Taurin atau asam 2-aminoetanasulfonat merupakan salah satu asam amino beta. Atom karbon beta dari gugus sulfonat berikatan dengan gugus amino sehingga taurin disebut asam amino sulfonat. Molekul taurin disusun oleh atom C, H, O, N, dan S dengan rumus molekul C2H7NO3S (Russheim 2000). Gambar struktur taurin dapat dilihat pada Gambar 4.

Gambar 4 Struktur taurin (Medicdaily 2012).

Taurin merupakan asam amino bebas yang berperan penting dalam menjaga kelancaran berbagai proses pada tubuh hewan dan manusia, diantaranya adalah mencegah kerusakan sel, menjaga kerja jantung, mengatur aktivitas sel otak, menjaga fungsi mata, dan menjaga tingkat natrium serta kalium dalam sel. Taurin adalah salah satu komponen penting garam empedu yang bekerja dalam penyerapan lemak dan vitamin larut lemak (Azuma et al. 1992).

Sturman (1988) menyatakan bahwa taurin merupakan asam amino yang ditemukan dalam bentuk bebas. Taurin tidak membentuk protein, tetapi sebagian

y-glutamin-taurin yang disinteses dalam otak dan jaringan paratiroid. Menurut Martinez et al. (2004), taurin merupakan turunan dari metionin dan

sistein serta tidak termasuk ke dalam sepuluh asam amino esensial.

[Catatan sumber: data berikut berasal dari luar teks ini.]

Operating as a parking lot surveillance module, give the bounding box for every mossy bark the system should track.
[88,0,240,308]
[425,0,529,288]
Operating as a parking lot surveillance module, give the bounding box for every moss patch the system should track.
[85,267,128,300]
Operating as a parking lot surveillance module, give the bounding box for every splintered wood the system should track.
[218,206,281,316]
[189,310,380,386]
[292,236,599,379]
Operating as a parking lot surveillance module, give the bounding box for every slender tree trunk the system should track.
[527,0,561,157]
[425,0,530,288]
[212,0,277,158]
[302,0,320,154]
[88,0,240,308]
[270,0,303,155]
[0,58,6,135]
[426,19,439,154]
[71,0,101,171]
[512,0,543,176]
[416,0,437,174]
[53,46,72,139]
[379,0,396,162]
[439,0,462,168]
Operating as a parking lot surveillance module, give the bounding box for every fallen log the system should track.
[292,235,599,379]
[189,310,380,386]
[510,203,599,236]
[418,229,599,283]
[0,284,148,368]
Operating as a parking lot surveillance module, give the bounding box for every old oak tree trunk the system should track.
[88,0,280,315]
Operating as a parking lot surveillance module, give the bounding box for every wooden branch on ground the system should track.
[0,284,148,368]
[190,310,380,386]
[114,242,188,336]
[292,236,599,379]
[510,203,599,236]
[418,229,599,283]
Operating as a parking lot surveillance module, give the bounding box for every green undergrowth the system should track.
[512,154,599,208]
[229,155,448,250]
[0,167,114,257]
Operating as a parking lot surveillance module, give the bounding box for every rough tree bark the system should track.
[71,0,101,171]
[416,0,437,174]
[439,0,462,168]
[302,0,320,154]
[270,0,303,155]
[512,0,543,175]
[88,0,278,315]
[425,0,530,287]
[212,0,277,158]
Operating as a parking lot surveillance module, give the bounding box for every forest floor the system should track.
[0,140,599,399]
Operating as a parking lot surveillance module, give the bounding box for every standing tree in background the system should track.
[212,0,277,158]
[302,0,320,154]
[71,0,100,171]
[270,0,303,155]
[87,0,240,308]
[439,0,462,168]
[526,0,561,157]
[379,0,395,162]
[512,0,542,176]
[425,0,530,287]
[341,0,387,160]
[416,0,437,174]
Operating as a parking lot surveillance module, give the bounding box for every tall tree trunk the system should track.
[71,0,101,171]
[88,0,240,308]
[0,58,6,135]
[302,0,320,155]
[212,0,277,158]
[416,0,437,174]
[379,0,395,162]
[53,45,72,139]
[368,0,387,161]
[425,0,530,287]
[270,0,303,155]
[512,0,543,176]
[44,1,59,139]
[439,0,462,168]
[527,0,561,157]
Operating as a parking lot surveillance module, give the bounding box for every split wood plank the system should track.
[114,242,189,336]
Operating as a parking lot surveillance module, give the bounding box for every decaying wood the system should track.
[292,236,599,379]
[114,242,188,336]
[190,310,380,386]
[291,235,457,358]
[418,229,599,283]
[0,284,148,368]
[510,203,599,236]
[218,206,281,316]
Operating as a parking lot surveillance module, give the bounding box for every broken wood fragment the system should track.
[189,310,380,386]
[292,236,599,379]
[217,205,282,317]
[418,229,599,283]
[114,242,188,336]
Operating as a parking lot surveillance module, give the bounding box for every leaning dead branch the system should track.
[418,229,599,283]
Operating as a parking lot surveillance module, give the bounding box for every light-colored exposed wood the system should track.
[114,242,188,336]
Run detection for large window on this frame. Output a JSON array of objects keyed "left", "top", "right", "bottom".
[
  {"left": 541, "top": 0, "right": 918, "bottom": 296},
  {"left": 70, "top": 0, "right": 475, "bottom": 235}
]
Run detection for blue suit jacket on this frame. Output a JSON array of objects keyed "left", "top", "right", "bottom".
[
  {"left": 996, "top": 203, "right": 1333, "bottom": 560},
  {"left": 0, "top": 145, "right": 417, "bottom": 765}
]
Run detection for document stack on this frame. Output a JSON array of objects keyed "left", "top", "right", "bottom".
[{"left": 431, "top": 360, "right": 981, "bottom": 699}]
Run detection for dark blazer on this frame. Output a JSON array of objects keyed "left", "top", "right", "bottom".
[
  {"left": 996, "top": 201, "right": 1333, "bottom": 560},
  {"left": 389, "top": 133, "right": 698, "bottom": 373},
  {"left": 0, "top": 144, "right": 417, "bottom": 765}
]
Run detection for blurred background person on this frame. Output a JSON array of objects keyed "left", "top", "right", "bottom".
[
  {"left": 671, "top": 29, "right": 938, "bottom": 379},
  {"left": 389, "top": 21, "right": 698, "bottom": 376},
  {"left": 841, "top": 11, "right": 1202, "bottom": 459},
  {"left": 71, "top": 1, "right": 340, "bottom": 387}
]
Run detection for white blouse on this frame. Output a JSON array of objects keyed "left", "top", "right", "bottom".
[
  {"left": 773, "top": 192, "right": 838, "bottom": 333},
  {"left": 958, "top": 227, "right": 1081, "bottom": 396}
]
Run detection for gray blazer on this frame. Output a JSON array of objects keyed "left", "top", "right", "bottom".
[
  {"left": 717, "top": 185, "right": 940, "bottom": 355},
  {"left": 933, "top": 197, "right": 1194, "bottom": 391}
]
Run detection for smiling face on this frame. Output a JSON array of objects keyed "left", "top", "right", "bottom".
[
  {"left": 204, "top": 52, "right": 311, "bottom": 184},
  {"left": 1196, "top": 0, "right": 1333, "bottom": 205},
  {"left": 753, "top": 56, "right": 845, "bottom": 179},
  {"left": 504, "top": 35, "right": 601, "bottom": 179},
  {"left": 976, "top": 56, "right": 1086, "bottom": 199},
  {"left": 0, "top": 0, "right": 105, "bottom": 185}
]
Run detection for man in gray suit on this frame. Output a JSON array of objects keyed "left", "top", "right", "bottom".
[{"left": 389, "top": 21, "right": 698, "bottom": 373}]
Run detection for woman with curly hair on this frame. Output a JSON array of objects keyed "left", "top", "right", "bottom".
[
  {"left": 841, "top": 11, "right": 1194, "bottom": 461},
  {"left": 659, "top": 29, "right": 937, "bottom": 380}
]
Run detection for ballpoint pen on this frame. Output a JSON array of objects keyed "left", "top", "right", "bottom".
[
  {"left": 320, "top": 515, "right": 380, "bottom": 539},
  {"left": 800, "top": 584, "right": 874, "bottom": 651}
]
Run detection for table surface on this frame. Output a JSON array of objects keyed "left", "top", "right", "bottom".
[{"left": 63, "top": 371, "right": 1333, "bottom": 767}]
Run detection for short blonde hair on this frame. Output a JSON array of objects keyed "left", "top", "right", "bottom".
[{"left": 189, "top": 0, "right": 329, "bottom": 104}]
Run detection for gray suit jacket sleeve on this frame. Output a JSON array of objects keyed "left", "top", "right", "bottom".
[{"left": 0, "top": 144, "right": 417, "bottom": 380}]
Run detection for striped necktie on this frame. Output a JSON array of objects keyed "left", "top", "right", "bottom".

Taurin disintesis dari asam amino esensial metionin melalui sistein. Konversi metionin menjadi sistein dan selanjutnya menjadi taurin membutuhkan vitamin B6. Kekurangan asam amino metionin, sistein, dan vitamin B6 dapat menyebabkan kekurangan taurin dalam tubuh (Yulfitrin 2003). Chesney (1988) menyatakan tahapan reaksi sintesis taurin bervariasi berdasarkan spesies dan tipe jaringannya.

Taurin dibentuk oleh tubuh di dalam hati yang diikuti dengan reaksi okidasi dari dekarboksilasi asam amino sistein (Marsh dan May 2009). Skema pembentukan taurin pada hati dapat dilihat pada Gambar 5.

Gambar 5 Skema pembentukan taurin pada hati (Moss 1992).

Pada umumnya, taurin dapat ditemukan dalam beberapa organ tubuh manusia, mamalia, dan hewan laut. Kandungan taurin pada beberapa produk perikanan dan peternakan dapat dilihat pada Tabel 5.

Tabel 5 Kandungan taurin pada produk perikanan dan peternakan

Produk perikanan (mg/100g) Oyster 1178 Gurita 871 Cumi-cumi Jepang 364 Hati sapi 45 Skipjack 3

Menurut Huxtable (1992), taurin mengandung gugus sulfur yang ditemukan di dalam ruang antar sel di otak, retina, ginjal, jantung, dan otot hewan bertulang belakang yang berperan sebagai senyawa organik endogeneus pembawa sinyal di antara neuron (neurotransmitter) di dalam jaringan pusat. Menurut Kim et al. (2003), taurin merupakan senyawa yang mempengaruhi proses osmosis (osmoyte organic) yang penting dalam otak dan ginjal serta memiliki kontribusi yang penting dalam pengaturan volume sel, khususnya pada pengaturan tekanan hipoosmotik dan hiperosmotik yang penting dalam perkembangan sistem saraf pusat dan retina.

Taurin memiliki beberapa fungsi, salah satunya adalah berperan dalam fungsi retina dan fungsi kognitif (Siswono 2001). Taurin juga berperan dalam penyerapan lemak dan vitamin, memelihara stabilitas membran sel dan mencegah aktivitas yang berlebihan dari sel otak (Labs 2005). Pada dasarnya, taurin memiliki fungsi untuk memfasilitasi lintasan ion-ion natrium, kalium, kalsium dan magnesium saat masuk dan keluar sel dan menstabilkan membran sel secara elektris (Russheim 2000). Secara klinis, taurin telah digunakan dalam perlakuan pada berbagai kondisi, diantaranya pada penyakit kardiovaskular, epilepsi, alzheimer dan gangguan pada jantung (Birdsall 1998).